- The paper presents a novel multi-LiDAR, multi-IMU state estimator that employs sparse Gaussian processes for continuous-time interpolation of sensor data.
- It innovatively replaces traditional SE(3) representation with SO(3) for rotation and vector space for translation, boosting resilience against sensor failures.
- The estimator is validated across handheld and aggressive UAV scenarios, demonstrating robust accuracy even when faced with sensor limitations.
Advancing LiDAR-Inertial Odometry through Sparse Gaussian Process in "Traj-LIO"
Introduction to "Traj-LIO"
The research presented in this paper introduces "Traj-LIO," a novel multi-LiDAR multi-IMU state estimator that significantly enhances the resiliency and versatility of sensor suites equipped with redundant LiDARs and IMUs. This advancement tackles common issues associated with sensor failure, leveraging Sparse Gaussian Process (GP) to predict continuous-time limited control states. Unlike conventional discrete-asynchronized LiDAR-inertial odometry (LIO) systems, Traj-LIO's kinematic model does not rely on external sensor measurements, thus offering robustness against sensor failures.
Key Contributions and Methodology
The paper articulates three primary contributions:
- A versatile continuous-time multi-LiDAR multi-IMU state estimator that adapts well to a variety of sensor configurations. This estimator employs sparse GPs to accommodate asynchronous sensor data.
- A self-driven kinematic model based on GP priors, which operates independently of IMU inputs, therefore enhancing system resilience.
- A real-time capable GP-based LiDAR-inertial odometry method that simplifies the state space into rotation in SO(3) and translation in vector space, facilitating direct integration with IMU measurements.

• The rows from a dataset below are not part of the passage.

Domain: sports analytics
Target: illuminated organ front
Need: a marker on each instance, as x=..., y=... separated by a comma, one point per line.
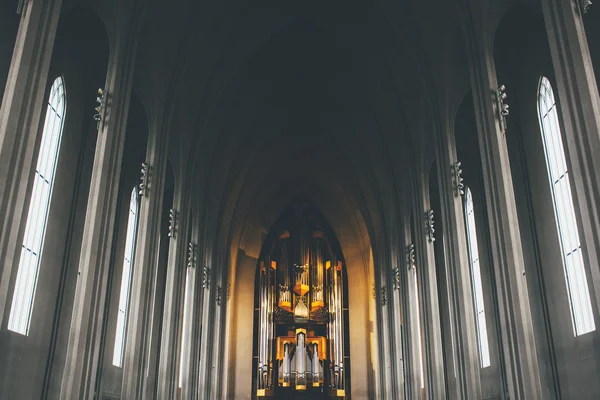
x=300, y=328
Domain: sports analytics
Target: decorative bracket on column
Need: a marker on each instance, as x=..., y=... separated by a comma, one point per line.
x=429, y=227
x=191, y=255
x=411, y=258
x=205, y=272
x=218, y=298
x=173, y=217
x=459, y=186
x=20, y=6
x=584, y=5
x=503, y=110
x=145, y=172
x=396, y=278
x=101, y=103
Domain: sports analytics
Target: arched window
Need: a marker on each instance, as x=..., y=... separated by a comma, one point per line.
x=35, y=227
x=126, y=278
x=484, y=349
x=558, y=174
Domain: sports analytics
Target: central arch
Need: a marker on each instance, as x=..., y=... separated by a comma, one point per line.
x=300, y=338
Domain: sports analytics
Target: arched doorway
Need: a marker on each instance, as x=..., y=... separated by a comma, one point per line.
x=301, y=311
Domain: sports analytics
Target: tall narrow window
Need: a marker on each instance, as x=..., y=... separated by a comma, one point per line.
x=558, y=174
x=484, y=350
x=35, y=227
x=418, y=307
x=126, y=279
x=186, y=294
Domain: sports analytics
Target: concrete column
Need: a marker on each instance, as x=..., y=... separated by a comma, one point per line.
x=216, y=343
x=80, y=379
x=209, y=319
x=172, y=322
x=20, y=133
x=514, y=316
x=395, y=302
x=194, y=329
x=458, y=277
x=579, y=108
x=384, y=325
x=139, y=321
x=433, y=351
x=412, y=358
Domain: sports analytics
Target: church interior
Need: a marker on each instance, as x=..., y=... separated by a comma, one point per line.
x=299, y=200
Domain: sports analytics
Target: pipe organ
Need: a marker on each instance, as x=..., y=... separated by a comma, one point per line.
x=300, y=317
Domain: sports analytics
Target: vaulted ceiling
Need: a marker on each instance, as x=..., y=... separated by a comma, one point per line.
x=335, y=101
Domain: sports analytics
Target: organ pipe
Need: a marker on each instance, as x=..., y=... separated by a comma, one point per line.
x=300, y=329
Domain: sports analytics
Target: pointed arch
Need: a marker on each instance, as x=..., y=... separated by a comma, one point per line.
x=37, y=216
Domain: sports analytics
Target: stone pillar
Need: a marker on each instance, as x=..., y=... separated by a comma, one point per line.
x=433, y=351
x=579, y=108
x=514, y=313
x=20, y=133
x=384, y=324
x=208, y=319
x=458, y=277
x=172, y=323
x=200, y=280
x=395, y=303
x=412, y=358
x=85, y=337
x=215, y=343
x=136, y=357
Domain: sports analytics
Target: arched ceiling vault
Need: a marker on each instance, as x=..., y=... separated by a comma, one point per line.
x=327, y=100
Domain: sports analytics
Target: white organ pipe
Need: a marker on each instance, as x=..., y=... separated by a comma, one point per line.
x=315, y=366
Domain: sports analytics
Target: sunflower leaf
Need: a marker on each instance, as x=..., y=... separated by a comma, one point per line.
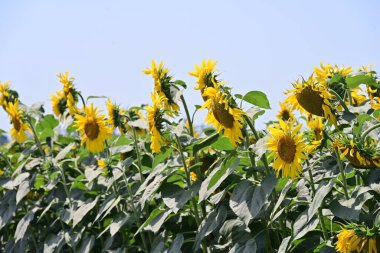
x=257, y=98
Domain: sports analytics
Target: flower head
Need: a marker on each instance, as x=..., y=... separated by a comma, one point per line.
x=19, y=126
x=287, y=148
x=93, y=129
x=224, y=114
x=164, y=87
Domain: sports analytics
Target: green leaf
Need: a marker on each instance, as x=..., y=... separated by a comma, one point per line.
x=257, y=98
x=162, y=157
x=180, y=82
x=223, y=143
x=353, y=81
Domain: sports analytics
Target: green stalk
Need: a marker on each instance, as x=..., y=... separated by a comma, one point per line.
x=366, y=132
x=188, y=181
x=138, y=155
x=188, y=116
x=320, y=215
x=340, y=165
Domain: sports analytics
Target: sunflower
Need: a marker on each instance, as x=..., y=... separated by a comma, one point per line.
x=323, y=74
x=359, y=155
x=309, y=96
x=354, y=240
x=115, y=118
x=16, y=115
x=223, y=114
x=205, y=74
x=348, y=241
x=316, y=126
x=164, y=86
x=287, y=146
x=357, y=98
x=155, y=120
x=70, y=93
x=59, y=103
x=285, y=112
x=93, y=128
x=7, y=95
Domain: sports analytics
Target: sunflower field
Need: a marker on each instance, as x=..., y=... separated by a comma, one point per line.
x=147, y=179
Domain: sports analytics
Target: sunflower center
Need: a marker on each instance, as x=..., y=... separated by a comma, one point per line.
x=16, y=124
x=311, y=101
x=222, y=114
x=286, y=149
x=285, y=115
x=91, y=128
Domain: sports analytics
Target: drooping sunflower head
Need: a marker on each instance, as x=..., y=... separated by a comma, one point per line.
x=69, y=92
x=358, y=154
x=7, y=95
x=325, y=73
x=93, y=129
x=156, y=121
x=287, y=149
x=309, y=96
x=164, y=86
x=115, y=118
x=59, y=103
x=205, y=74
x=19, y=125
x=224, y=114
x=357, y=97
x=285, y=113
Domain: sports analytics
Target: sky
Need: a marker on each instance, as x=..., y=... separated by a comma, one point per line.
x=259, y=45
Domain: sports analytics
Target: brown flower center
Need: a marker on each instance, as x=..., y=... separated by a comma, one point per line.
x=91, y=128
x=311, y=101
x=222, y=114
x=286, y=149
x=16, y=124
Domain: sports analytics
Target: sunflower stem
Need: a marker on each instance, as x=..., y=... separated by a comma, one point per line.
x=320, y=215
x=340, y=165
x=138, y=155
x=366, y=132
x=189, y=119
x=188, y=181
x=256, y=135
x=340, y=100
x=36, y=139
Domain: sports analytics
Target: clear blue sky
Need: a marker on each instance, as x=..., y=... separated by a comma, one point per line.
x=259, y=45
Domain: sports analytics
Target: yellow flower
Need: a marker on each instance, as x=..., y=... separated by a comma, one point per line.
x=360, y=157
x=205, y=74
x=323, y=74
x=155, y=114
x=311, y=97
x=347, y=242
x=58, y=102
x=223, y=115
x=285, y=112
x=93, y=129
x=287, y=146
x=163, y=86
x=102, y=164
x=357, y=98
x=18, y=131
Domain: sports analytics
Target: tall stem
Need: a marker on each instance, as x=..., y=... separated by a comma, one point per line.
x=320, y=215
x=340, y=165
x=138, y=155
x=366, y=132
x=188, y=115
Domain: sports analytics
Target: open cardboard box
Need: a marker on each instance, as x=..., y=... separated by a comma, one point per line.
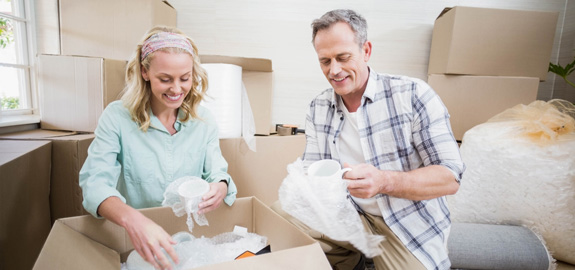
x=69, y=151
x=24, y=201
x=89, y=243
x=253, y=172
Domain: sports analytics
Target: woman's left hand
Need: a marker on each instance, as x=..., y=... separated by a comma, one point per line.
x=214, y=197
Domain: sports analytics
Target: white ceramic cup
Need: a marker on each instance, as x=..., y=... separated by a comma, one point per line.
x=327, y=168
x=191, y=193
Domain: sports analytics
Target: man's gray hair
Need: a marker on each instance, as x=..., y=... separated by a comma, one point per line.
x=352, y=18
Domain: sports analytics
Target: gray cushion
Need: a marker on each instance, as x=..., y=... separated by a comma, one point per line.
x=489, y=246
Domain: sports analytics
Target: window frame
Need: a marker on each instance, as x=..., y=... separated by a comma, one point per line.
x=29, y=95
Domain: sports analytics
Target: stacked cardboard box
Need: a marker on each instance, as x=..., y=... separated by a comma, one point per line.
x=483, y=61
x=69, y=151
x=24, y=201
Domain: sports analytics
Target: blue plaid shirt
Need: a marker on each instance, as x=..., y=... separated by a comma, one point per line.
x=403, y=126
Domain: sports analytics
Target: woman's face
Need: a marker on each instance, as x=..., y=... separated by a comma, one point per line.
x=170, y=77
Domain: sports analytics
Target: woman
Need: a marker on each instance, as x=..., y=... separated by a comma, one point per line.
x=156, y=134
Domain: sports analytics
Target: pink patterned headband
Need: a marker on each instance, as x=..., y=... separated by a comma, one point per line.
x=165, y=40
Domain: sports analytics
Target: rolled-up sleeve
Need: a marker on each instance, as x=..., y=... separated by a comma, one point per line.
x=215, y=166
x=100, y=172
x=432, y=133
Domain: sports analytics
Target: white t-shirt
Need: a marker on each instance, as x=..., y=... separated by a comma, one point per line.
x=350, y=151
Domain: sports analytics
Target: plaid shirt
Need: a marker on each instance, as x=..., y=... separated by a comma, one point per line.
x=403, y=126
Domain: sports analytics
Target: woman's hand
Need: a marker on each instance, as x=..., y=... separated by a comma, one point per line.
x=147, y=237
x=214, y=197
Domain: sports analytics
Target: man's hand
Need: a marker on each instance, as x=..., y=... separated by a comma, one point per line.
x=365, y=181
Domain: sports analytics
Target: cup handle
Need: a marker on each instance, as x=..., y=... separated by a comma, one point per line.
x=343, y=171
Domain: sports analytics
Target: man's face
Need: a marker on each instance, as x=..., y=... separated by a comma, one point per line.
x=342, y=61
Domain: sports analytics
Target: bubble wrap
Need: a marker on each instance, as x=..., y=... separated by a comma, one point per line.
x=195, y=252
x=173, y=200
x=512, y=180
x=323, y=205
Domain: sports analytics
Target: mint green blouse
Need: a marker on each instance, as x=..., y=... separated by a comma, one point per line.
x=137, y=166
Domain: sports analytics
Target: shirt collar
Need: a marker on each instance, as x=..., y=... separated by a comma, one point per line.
x=156, y=124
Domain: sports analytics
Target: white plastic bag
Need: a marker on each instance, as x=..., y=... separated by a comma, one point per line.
x=173, y=200
x=323, y=205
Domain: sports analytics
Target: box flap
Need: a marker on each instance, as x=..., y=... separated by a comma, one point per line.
x=251, y=64
x=36, y=134
x=168, y=3
x=64, y=241
x=445, y=10
x=305, y=257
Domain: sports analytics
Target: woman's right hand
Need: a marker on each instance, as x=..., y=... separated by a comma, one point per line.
x=147, y=237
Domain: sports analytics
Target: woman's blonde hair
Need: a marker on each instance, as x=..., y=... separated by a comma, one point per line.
x=136, y=96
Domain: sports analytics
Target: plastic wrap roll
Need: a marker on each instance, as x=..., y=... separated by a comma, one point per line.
x=224, y=98
x=521, y=171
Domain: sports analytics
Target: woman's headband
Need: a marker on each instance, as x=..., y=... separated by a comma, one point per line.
x=165, y=40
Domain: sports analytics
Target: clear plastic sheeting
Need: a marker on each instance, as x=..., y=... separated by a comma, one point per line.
x=521, y=171
x=542, y=122
x=322, y=204
x=173, y=199
x=195, y=252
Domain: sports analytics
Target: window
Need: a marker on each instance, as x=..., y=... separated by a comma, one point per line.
x=17, y=82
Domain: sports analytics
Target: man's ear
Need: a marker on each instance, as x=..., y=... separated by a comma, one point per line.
x=366, y=50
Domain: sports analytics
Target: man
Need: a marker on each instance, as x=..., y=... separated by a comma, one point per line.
x=394, y=132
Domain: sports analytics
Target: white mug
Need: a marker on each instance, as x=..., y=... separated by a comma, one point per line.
x=191, y=193
x=326, y=168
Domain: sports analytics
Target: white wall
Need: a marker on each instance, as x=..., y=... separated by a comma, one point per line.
x=280, y=30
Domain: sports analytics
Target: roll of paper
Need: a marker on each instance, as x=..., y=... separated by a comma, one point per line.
x=224, y=98
x=227, y=100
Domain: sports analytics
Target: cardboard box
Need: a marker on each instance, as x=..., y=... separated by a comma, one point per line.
x=472, y=100
x=109, y=28
x=69, y=151
x=74, y=90
x=492, y=42
x=261, y=173
x=257, y=75
x=24, y=202
x=89, y=243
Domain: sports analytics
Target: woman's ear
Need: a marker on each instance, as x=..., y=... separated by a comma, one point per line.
x=145, y=73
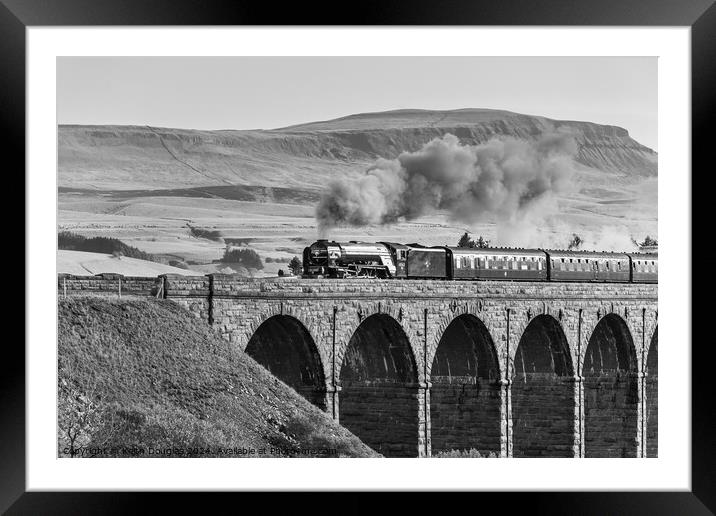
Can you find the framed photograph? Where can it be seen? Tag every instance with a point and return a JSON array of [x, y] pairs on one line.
[[416, 237]]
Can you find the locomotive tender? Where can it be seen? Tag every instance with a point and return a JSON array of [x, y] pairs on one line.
[[414, 261]]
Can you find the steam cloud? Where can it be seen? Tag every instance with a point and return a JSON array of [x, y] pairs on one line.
[[511, 182]]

To achieve these contributions, the researchers replaced the conventional SE(3) state representation with a combination of SO(3) for rotation and vector space for translation. This approach allowed for efficient GP-based interpolation and facilitated the handling of multiple asynchronized sensors.
Experiments and Results
The evaluation conducted on public datasets showcased Traj-LIO's effectiveness and generalizability from handheld scenarios to aggressive UAV situations. Particularly in environments where IMU data might exceed the sensor's measurement range, Traj-LIO demonstrated impressive resilience and maintained competitive accuracy. Furthermore, to contribute to the community, the authors committed to making their implementation publicly available.
Theoretical and Practical Implications
From a theoretical standpoint, Traj-LIO's introduction of a sparse GP for multi-LiDAR multi-IMU systems represents a significant step forward in continuous-time state estimation. Practically, this means robots equipped with Traj-LIO can better navigate and understand their environment, even in the face of sensor failures or limitations.
Looking Forward
The promising results of Traj-LIO open the door to further advancements in robotic state estimation and navigation. Future developments could explore the integration of additional sensor types, further enhance the system's resilience, and minimize computational requirements for real-time applications.
Conclusion
"Traj-LIO" represents a compelling advancement in the field of robotic state estimation, offering a resilient and versatile solution suited for complex navigation tasks. By effectively leveraging sparse GPs, this research showcases significant improvements over traditional LIO systems, ensuring robots can remain operational even in challenging environments.